You do not need to worry about another IRQ12 occurring during the time that you're
processing one. The interrupt controller ensures that your interrupt handler is not
invoked again while it's already running. This means that your code doesn't have to be
reentrant. It also means that you need to signal the interrupt controller when you are
done.

This is done by issuing an EOI (end of interrupt) command to the interrupt controller
(this should be the absolute last thing that you do before executing 'iret'). Due to the
history of the PC and the need to maintain compatibility with older versions, there are
two separate interrupt controllers that you need to send the EOI command to for IRQ12.
One is at address 0x20 and the other at 0xa0. The EOI is sent simply by writing the
byte '0x20' to both of these ports. Due to the extremely esoteric nature of this subject,
code is included here. Call this function just before you iret:

send_eoi:
     push ax
     mov al, 0x20
     out 0xa0, al
     out 0x20, al
     pop ax
     ret

Extra Notes/Tips

The mouse typically sends 3 bytes at a time. However, the mouse is a relatively slow
serial device. There are several milliseconds in time between the receipt of each of
these bytes. The keyboard controller will also generate a separate IRQ12 for each byte
received. This means that you can not simply read all 3 bytes within a single interrupt
call. You need to read a single byte each time and buffer them in memory until you
have 3, returning control to the interrupted process in between each byte.
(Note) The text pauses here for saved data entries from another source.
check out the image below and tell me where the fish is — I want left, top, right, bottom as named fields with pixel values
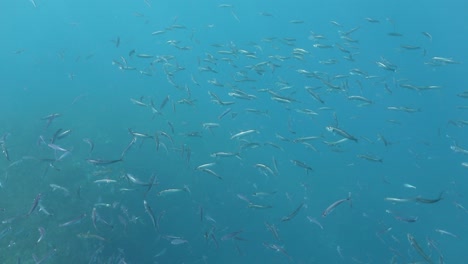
left=130, top=98, right=147, bottom=107
left=414, top=192, right=444, bottom=204
left=160, top=95, right=170, bottom=110
left=56, top=129, right=72, bottom=140
left=422, top=31, right=432, bottom=41
left=195, top=162, right=216, bottom=170
left=0, top=142, right=10, bottom=161
left=322, top=193, right=352, bottom=217
left=86, top=158, right=123, bottom=165
left=218, top=108, right=232, bottom=120
left=290, top=160, right=313, bottom=174
left=37, top=227, right=46, bottom=243
left=263, top=243, right=291, bottom=260
left=307, top=216, right=324, bottom=229
left=230, top=129, right=259, bottom=140
left=384, top=197, right=412, bottom=203
left=348, top=95, right=373, bottom=105
left=170, top=238, right=189, bottom=245
left=143, top=173, right=158, bottom=197
left=265, top=222, right=280, bottom=240
left=434, top=229, right=459, bottom=239
left=281, top=202, right=304, bottom=222
left=83, top=138, right=94, bottom=153
left=77, top=231, right=106, bottom=241
left=254, top=164, right=275, bottom=176
left=47, top=143, right=69, bottom=152
left=157, top=188, right=186, bottom=196
left=200, top=168, right=222, bottom=180
left=136, top=54, right=154, bottom=58
left=407, top=233, right=433, bottom=263
left=32, top=248, right=57, bottom=264
left=365, top=17, right=379, bottom=23
left=143, top=200, right=157, bottom=230
left=221, top=230, right=243, bottom=241
left=387, top=106, right=420, bottom=113
left=326, top=126, right=358, bottom=142
left=403, top=183, right=417, bottom=189
left=49, top=184, right=70, bottom=196
left=91, top=208, right=98, bottom=230
left=0, top=226, right=12, bottom=240
left=93, top=179, right=117, bottom=184
left=128, top=129, right=153, bottom=139
left=210, top=152, right=241, bottom=159
left=248, top=203, right=273, bottom=209
left=59, top=213, right=86, bottom=227
left=357, top=154, right=383, bottom=163
left=384, top=191, right=444, bottom=204
left=293, top=136, right=322, bottom=143
left=41, top=113, right=61, bottom=128
left=151, top=30, right=166, bottom=35
left=27, top=193, right=42, bottom=216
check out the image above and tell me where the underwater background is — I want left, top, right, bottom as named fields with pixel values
left=1, top=0, right=467, bottom=263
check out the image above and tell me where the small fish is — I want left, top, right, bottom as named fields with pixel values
left=414, top=192, right=444, bottom=204
left=403, top=183, right=417, bottom=189
left=49, top=184, right=70, bottom=195
left=230, top=129, right=259, bottom=140
left=37, top=227, right=46, bottom=243
left=27, top=193, right=42, bottom=216
left=254, top=164, right=275, bottom=176
left=77, top=231, right=106, bottom=241
left=86, top=158, right=123, bottom=165
left=218, top=108, right=232, bottom=120
left=434, top=229, right=459, bottom=239
left=422, top=31, right=432, bottom=41
left=293, top=136, right=322, bottom=143
left=394, top=215, right=418, bottom=223
left=307, top=216, right=324, bottom=229
left=326, top=126, right=358, bottom=142
left=83, top=138, right=94, bottom=153
left=152, top=30, right=166, bottom=35
left=0, top=140, right=10, bottom=161
left=195, top=162, right=216, bottom=170
left=200, top=168, right=222, bottom=180
left=56, top=129, right=72, bottom=140
left=384, top=197, right=412, bottom=203
left=221, top=230, right=244, bottom=241
left=265, top=222, right=280, bottom=240
left=357, top=154, right=383, bottom=163
left=281, top=202, right=304, bottom=222
left=59, top=213, right=86, bottom=227
left=248, top=203, right=273, bottom=209
left=128, top=129, right=153, bottom=139
left=0, top=226, right=12, bottom=240
left=322, top=193, right=352, bottom=217
left=136, top=54, right=154, bottom=58
left=407, top=233, right=433, bottom=263
left=47, top=143, right=69, bottom=152
left=143, top=200, right=157, bottom=230
left=157, top=188, right=186, bottom=196
left=93, top=179, right=117, bottom=184
left=252, top=191, right=277, bottom=197
left=160, top=95, right=170, bottom=110
left=210, top=152, right=240, bottom=159
left=290, top=160, right=313, bottom=174
left=170, top=238, right=189, bottom=245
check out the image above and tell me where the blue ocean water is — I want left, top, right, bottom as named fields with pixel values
left=1, top=0, right=467, bottom=263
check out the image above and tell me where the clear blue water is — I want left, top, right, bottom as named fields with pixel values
left=1, top=0, right=467, bottom=263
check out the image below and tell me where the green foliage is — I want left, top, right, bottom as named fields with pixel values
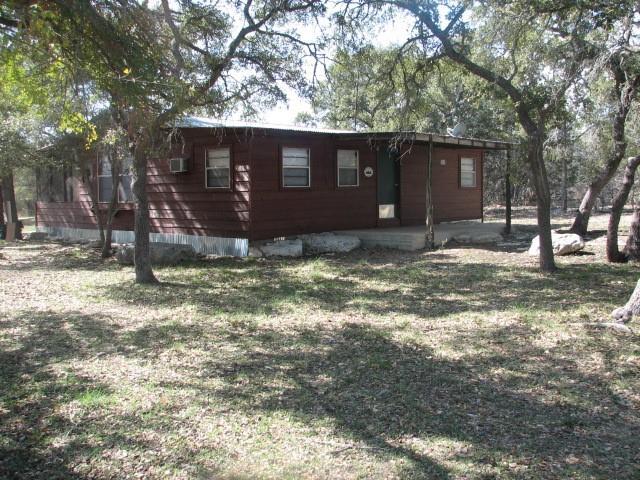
left=311, top=46, right=517, bottom=139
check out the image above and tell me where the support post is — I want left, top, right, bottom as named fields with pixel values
left=425, top=135, right=435, bottom=248
left=505, top=147, right=512, bottom=235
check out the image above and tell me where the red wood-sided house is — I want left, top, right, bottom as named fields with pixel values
left=35, top=118, right=510, bottom=256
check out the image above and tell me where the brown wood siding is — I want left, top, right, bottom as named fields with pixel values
left=145, top=132, right=250, bottom=237
left=249, top=135, right=378, bottom=240
left=36, top=201, right=134, bottom=231
left=36, top=128, right=486, bottom=240
left=431, top=147, right=483, bottom=223
left=37, top=131, right=252, bottom=238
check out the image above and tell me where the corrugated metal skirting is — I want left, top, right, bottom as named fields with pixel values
left=37, top=226, right=249, bottom=257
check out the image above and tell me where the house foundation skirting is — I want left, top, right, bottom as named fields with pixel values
left=36, top=226, right=249, bottom=257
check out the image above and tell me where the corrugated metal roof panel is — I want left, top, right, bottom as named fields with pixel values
left=175, top=116, right=355, bottom=134
left=174, top=117, right=516, bottom=149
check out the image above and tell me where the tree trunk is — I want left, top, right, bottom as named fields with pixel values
left=132, top=131, right=158, bottom=284
left=606, top=156, right=640, bottom=262
left=0, top=186, right=4, bottom=227
left=623, top=206, right=640, bottom=261
left=611, top=278, right=640, bottom=323
left=569, top=65, right=639, bottom=236
left=505, top=148, right=512, bottom=235
left=525, top=128, right=556, bottom=272
left=1, top=170, right=21, bottom=239
left=102, top=151, right=121, bottom=258
left=561, top=152, right=568, bottom=212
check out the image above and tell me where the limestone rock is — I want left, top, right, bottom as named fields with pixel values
left=259, top=239, right=303, bottom=258
left=116, top=242, right=197, bottom=265
left=528, top=232, right=584, bottom=256
left=299, top=232, right=361, bottom=254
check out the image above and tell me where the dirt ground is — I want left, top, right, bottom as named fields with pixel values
left=0, top=210, right=638, bottom=479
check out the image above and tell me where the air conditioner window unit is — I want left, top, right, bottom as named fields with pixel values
left=170, top=157, right=188, bottom=173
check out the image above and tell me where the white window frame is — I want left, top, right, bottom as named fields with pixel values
left=205, top=147, right=231, bottom=189
left=282, top=147, right=311, bottom=188
left=337, top=149, right=359, bottom=187
left=460, top=157, right=477, bottom=188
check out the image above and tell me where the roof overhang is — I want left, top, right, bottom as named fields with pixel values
left=335, top=131, right=515, bottom=150
left=173, top=117, right=516, bottom=150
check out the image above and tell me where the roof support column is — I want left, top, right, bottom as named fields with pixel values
left=426, top=135, right=435, bottom=248
left=505, top=147, right=512, bottom=235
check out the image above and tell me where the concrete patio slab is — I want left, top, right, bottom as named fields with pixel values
left=337, top=221, right=505, bottom=251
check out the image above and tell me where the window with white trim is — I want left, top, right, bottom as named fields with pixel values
left=282, top=147, right=310, bottom=187
left=98, top=153, right=134, bottom=202
left=337, top=149, right=359, bottom=187
left=460, top=157, right=476, bottom=188
left=206, top=147, right=231, bottom=189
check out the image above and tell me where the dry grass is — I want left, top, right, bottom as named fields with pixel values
left=1, top=211, right=639, bottom=479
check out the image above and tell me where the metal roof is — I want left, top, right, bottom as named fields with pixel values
left=175, top=116, right=515, bottom=150
left=175, top=116, right=354, bottom=134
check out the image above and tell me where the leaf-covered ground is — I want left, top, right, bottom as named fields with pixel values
left=1, top=211, right=639, bottom=479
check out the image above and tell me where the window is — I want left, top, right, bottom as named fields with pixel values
left=37, top=166, right=74, bottom=202
left=282, top=147, right=310, bottom=187
left=337, top=149, right=359, bottom=187
left=98, top=153, right=134, bottom=202
left=460, top=157, right=476, bottom=188
left=206, top=147, right=231, bottom=189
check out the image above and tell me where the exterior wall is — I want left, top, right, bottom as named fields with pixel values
left=148, top=129, right=250, bottom=238
left=431, top=147, right=483, bottom=223
left=397, top=145, right=483, bottom=225
left=37, top=130, right=251, bottom=241
left=249, top=135, right=378, bottom=240
left=36, top=129, right=487, bottom=250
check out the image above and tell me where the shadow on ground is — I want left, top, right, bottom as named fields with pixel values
left=1, top=243, right=639, bottom=478
left=1, top=308, right=638, bottom=478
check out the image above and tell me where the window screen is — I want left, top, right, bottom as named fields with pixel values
left=282, top=147, right=310, bottom=187
left=206, top=147, right=231, bottom=188
left=337, top=149, right=359, bottom=187
left=460, top=157, right=476, bottom=188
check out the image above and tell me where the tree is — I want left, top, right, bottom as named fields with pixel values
left=569, top=11, right=640, bottom=235
left=623, top=204, right=640, bottom=261
left=606, top=155, right=640, bottom=262
left=310, top=46, right=516, bottom=139
left=340, top=1, right=613, bottom=272
left=612, top=278, right=640, bottom=323
left=3, top=0, right=323, bottom=283
left=0, top=86, right=45, bottom=239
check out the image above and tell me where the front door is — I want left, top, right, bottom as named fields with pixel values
left=377, top=148, right=400, bottom=219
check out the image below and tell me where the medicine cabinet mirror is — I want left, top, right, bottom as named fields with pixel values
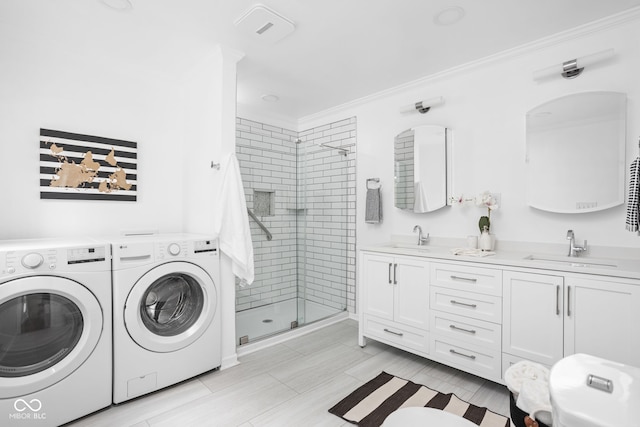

The PS/2 mouse is quite sensitive on its own. The sensitivity is designed more for a
pixel level where, for example, you would have to move 1600 units to get to the other
side of the screen. When the screen is only 80 characters wide and 25 tall, the mouse
cursor moves too rapidly. You'll want to keep track of the position of the mouse as
reported from the PS/2 protocol in a higher granularity than you actually use it. For
example, you might want to keep track of the horizontal position from 0 to 1279 and
divide by 16 to determine the column on the screen that it corresponds to. Find a value
that works and hardcode it. The sensitivity does not need to be adjustable at run time
(but should be easy to change in the code if the need should arise).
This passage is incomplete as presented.